Monday, August 27, 2012

Russian Movies Week, Day 1: Иди и смотри (1985)



English Title: Come And See,
Studio: Belarusfilm, Mosfilm,
Director: Elem Klimov,
Screenplay: Ales' Adamovich, Elem Klimov,
Genre: War, Thriller, Arthouse,
Starring: Alexey Kravchenko, Olga Mironova, Lyubomiras Lautsyavichus


Soviet and Russian WWII movies are like one big franchise in itself. They span since the time when the actual war was taking place, up until now, occupying any genre imaginable - action, melodrama, mystery, horror, propaganda, comedy, etc. All those movies are beloved classics for both 'that' and current generations, as they portray heroism, willpower, patriotism (actually, in Russia and Ukraine, WWII is often called The Great Patriotic War or simply The War) of the Soviet people that helped them in defeating the Nazi scourge once and for all.

But among and aside those movies, there was one terminally controversial masterpiece that depicted The War in a scary, twisted, unglamorous way. For the time it was so shocking that they even had to station the ambulance cars near movie theaters, because not all the viewers were able to bear such a terrifying film. And even to this day it is still scary, painful, and is referenced countless times in all kinds of 'Top N war movies of all time' lists, say, on IMDB. I am talking about Elem Klimov's 1985 classic, 'Come And See'.

The story takes place in Belarus, 1943. Our main character, 'Flyora' (Florian) is a young boy who's hellbent on joining the Partisan (guerrilla) troops to kill as many Nazis as possible. He's taken away from the village to the nearest guerrilla camp stationed in the woods. There he meets Kosach, the squad leader, and Glasha, a young girl somehow hanging out with the Partisans. The first half of the movie doesn't even seem to be a war film in the common sense, as it's closer to arthouse, with almost surreal imagery and noisy soundtrack. But after Flyora and Glasha travel to a remote island to join a group of peasants that escaped from Nazis, the movie takes a turn to a more traditional war drama, as Flyora and three of the peasants go out to seek some food, steal a cow from a random collaborationist, but after being caught in a firefight, only Flyora survives and, unable to disembowel the dead animal (by the way, both live animal and ammunition were used in filming the firefight scene), he leaves only to find himself in a small village, most likely the tragically infamous Khatyn. This is where the movie's most well-known part starts off.

The Nazi Sonderkommand arrives onsite and starts mentally and physically abusing all the inhabitants. They laugh, drink beer, beat up and spit on the peasants, finally locking them in a church and burning it down. Flyora manages to escape the bonfire only to witness the consequences - a paralyzed old woman, a girl gang-raped in the truck, burning village, dying screams... One of my favorite moments is when a Nazi chick sits in a van, watching the village burning as she eats chicken like she's posing for a Vogue cover.

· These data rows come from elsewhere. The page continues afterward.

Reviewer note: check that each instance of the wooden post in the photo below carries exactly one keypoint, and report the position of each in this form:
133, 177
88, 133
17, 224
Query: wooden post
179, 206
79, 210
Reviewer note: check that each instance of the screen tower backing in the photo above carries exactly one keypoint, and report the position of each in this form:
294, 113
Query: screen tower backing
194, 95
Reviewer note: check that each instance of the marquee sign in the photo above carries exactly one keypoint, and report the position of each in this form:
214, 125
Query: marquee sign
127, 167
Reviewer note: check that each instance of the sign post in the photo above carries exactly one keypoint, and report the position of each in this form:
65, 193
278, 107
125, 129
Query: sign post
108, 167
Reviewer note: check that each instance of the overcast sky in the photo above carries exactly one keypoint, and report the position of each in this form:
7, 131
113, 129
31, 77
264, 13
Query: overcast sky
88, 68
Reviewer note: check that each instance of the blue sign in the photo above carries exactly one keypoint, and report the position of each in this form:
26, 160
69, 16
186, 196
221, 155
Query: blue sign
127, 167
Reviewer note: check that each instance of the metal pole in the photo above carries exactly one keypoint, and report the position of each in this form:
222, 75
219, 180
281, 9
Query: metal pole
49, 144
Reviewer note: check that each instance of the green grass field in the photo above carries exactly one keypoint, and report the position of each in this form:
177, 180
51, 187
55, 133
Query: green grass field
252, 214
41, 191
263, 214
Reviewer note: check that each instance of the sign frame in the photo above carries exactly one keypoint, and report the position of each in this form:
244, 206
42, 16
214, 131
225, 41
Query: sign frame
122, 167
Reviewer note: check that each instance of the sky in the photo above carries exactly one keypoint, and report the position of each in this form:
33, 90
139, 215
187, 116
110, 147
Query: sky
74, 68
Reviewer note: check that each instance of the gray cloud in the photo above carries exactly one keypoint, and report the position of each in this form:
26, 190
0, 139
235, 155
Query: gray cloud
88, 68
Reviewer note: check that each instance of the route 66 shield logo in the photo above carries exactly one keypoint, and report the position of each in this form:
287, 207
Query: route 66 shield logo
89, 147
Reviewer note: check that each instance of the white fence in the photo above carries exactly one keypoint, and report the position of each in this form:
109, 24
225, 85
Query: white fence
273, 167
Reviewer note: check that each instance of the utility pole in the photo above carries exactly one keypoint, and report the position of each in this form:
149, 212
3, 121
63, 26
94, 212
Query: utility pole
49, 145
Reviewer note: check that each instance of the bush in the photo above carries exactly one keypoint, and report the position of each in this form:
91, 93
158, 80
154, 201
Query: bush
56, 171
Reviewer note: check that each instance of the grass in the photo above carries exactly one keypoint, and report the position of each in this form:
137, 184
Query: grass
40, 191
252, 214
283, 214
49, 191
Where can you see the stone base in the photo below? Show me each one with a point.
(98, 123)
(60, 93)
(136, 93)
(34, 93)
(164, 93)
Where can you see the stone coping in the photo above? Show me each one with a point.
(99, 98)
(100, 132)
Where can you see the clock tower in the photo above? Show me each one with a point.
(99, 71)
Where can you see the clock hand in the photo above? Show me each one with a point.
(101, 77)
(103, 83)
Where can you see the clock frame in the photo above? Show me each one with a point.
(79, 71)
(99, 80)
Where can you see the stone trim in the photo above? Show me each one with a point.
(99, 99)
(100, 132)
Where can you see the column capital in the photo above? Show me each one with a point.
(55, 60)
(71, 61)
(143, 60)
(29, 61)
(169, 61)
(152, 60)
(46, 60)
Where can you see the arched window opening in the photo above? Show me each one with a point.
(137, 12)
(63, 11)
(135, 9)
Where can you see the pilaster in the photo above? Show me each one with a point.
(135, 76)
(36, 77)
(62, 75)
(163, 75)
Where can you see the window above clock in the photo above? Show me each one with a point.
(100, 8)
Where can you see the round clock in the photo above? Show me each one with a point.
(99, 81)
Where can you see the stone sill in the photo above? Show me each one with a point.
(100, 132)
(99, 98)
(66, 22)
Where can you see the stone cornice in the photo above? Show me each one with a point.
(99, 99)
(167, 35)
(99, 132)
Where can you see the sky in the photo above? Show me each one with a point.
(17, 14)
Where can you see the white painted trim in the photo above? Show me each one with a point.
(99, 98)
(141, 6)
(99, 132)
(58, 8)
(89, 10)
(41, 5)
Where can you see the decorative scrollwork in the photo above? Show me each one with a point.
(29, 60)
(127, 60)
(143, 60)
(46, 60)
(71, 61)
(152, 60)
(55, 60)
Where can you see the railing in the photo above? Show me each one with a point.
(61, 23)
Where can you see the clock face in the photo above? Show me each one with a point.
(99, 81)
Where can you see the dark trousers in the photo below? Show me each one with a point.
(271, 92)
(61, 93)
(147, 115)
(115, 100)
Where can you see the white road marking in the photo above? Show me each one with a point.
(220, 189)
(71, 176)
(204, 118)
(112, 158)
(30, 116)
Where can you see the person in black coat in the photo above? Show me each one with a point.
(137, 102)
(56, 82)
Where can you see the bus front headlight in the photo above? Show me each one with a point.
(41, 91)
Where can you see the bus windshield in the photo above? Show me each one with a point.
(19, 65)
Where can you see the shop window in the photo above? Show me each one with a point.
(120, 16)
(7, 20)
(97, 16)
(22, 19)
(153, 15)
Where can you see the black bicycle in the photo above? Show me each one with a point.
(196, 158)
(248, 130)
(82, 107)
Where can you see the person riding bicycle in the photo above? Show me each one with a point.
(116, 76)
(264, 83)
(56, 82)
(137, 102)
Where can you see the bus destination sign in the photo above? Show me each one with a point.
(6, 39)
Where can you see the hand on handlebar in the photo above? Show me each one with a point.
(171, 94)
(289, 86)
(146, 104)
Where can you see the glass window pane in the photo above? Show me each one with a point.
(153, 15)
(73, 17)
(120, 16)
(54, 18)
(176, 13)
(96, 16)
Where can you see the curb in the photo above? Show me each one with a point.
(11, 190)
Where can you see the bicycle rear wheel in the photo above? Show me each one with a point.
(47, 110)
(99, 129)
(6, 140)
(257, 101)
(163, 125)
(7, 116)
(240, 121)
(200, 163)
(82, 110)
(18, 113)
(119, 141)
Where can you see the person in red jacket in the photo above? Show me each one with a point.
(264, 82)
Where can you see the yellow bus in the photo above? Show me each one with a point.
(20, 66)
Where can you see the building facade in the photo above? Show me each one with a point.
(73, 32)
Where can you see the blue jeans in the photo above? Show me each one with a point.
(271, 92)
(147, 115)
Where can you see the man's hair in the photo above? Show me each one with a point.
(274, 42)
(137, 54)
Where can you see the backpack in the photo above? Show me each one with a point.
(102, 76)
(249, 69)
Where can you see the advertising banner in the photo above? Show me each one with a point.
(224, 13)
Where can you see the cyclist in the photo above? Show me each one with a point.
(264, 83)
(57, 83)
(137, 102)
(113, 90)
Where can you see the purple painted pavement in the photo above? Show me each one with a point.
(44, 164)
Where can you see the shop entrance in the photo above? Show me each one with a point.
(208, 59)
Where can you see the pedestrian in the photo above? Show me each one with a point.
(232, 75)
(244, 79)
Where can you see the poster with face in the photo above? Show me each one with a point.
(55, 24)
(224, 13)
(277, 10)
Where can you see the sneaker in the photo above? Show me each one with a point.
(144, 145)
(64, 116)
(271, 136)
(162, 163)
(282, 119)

Later, after the Partisan ambush, we see her again, lying in a pile of corpses near the burning truck, bare-breasted, heavily breathing, with a string of blood rolling out of her mouth. And Flyora, he doesn't give a shit about her. You know Fraulein, war is not a glamorous thing, you know, people die there. Nazi bitch.

You see how emotional I get just when thinking about that movie. That's the whole point of it, to show the horrors of war and that it's a huge wrecking machine that kills people, no matter what's their attitude is. One thing I must address is the acting. Alexey Kravchenko is absolutely fantastic as Flyora, especially counting the dark and violent material that he had to work with. Some even said that he got nearly crazy during the filming, and the director even hired a hypnotist to help the young actor, but it all turned out okay in the end, as Kravchenko is still acting, starring in TV shows and remembering the filming of 'Come And See' with respect and admiration. Haley Joel Osment, eat your heart out.

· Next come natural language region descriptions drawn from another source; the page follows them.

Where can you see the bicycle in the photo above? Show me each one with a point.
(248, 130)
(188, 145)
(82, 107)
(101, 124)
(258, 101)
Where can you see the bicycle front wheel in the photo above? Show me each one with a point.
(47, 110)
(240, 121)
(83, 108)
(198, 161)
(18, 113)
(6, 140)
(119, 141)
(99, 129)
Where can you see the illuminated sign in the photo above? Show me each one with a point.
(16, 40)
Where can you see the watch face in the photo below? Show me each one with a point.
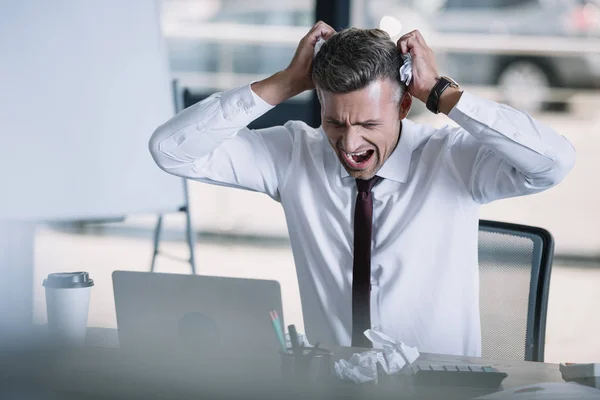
(452, 81)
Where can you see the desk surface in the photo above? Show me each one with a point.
(519, 372)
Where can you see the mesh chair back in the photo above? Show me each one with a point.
(514, 267)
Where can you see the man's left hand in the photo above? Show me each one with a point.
(424, 69)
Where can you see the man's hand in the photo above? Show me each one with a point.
(296, 78)
(425, 72)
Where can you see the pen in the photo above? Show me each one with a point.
(277, 328)
(294, 340)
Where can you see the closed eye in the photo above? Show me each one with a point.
(370, 125)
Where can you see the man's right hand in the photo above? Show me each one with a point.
(296, 78)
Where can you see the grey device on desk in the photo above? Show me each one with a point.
(174, 314)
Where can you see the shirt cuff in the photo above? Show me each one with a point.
(243, 105)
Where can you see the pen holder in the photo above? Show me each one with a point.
(308, 366)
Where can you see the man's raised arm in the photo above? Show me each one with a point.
(210, 141)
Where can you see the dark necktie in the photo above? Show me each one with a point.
(361, 269)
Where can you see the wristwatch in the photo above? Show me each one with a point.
(433, 101)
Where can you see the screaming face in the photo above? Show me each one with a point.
(363, 126)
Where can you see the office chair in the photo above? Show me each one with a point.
(515, 262)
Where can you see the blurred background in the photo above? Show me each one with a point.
(539, 55)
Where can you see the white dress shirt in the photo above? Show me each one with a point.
(425, 280)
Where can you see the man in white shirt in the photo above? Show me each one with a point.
(413, 274)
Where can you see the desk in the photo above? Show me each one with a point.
(519, 372)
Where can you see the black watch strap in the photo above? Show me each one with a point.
(433, 101)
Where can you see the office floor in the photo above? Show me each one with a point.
(573, 320)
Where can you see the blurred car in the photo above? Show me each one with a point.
(535, 46)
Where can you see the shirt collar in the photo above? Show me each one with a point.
(396, 167)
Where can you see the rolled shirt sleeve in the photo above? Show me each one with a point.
(502, 152)
(210, 142)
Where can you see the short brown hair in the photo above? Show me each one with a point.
(354, 58)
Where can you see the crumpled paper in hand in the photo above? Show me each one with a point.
(361, 368)
(406, 69)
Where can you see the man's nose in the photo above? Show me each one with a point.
(352, 140)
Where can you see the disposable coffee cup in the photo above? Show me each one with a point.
(67, 306)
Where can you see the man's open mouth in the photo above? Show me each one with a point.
(358, 160)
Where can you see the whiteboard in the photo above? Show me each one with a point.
(83, 84)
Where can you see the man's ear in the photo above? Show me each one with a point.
(405, 105)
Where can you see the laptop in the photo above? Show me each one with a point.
(195, 316)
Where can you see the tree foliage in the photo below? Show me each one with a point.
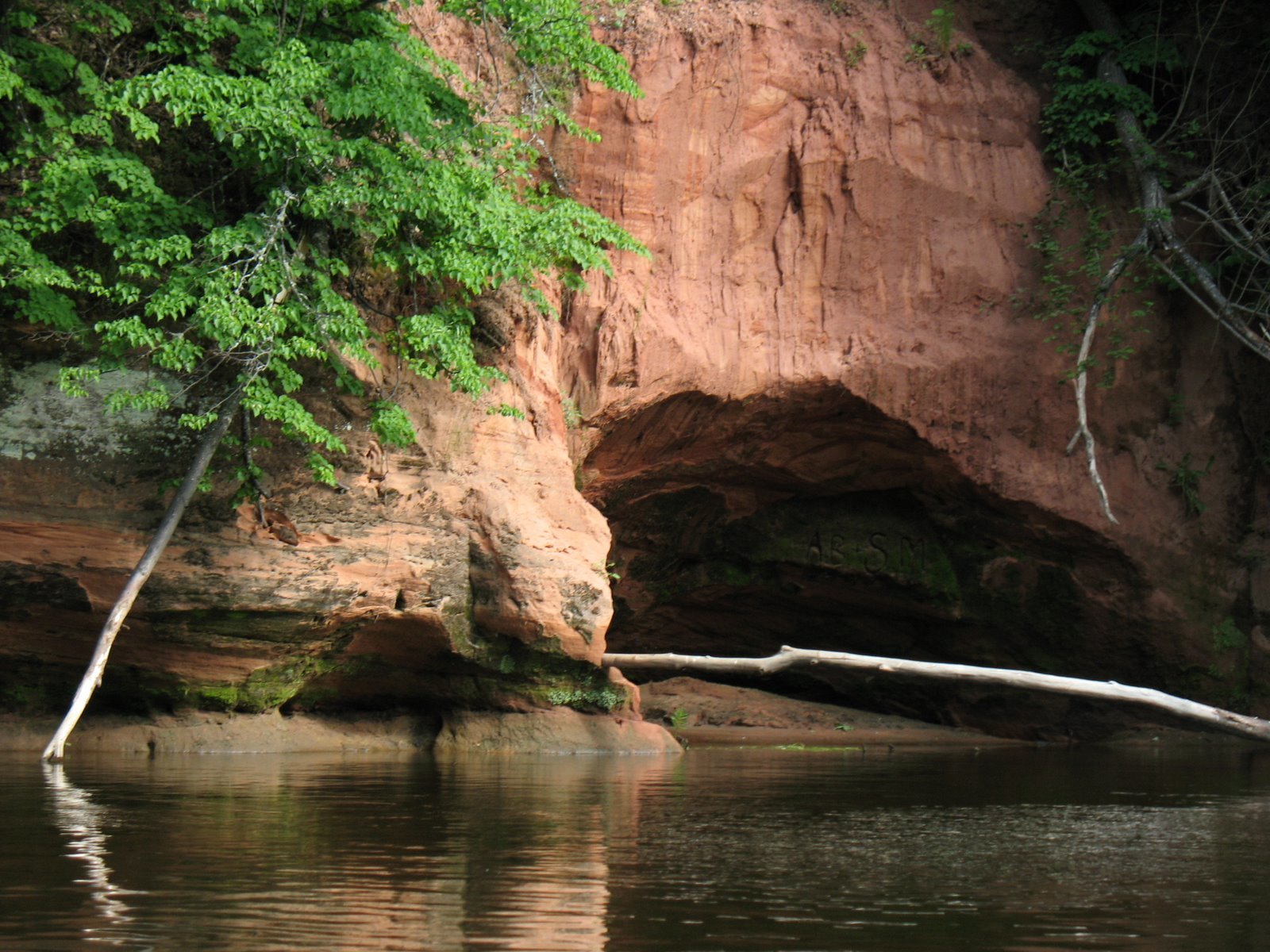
(1172, 99)
(202, 186)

The violence in this film is extremely graphic for a Soviet movie; some guy from the Disenteria forum even called it 'psychogore' due to strong depictions of both physically and mentally disgusting imagery. One of the most infamous scenes is a rape victim with a stupid whistle hanging out of her mouth:


...and the concentration camp stock footage:



Overall, this movie is definitely not the one to be watched with beer and chips. It's disturbing, depressing and violent, thousand times darker than any Soviet movie of the time, regardless of the subject matter. I can't really recommend it to anyone, so just a random fact: before watching this film, I openly acknowledged that I like the visual designs and style of Nazi uniforms. I know and agree that those were vile, horrible people enslaved by a vile, horrible ideology, but I still liked how they looked in their black and grey jackets with all the insignia attached. Now I hate them.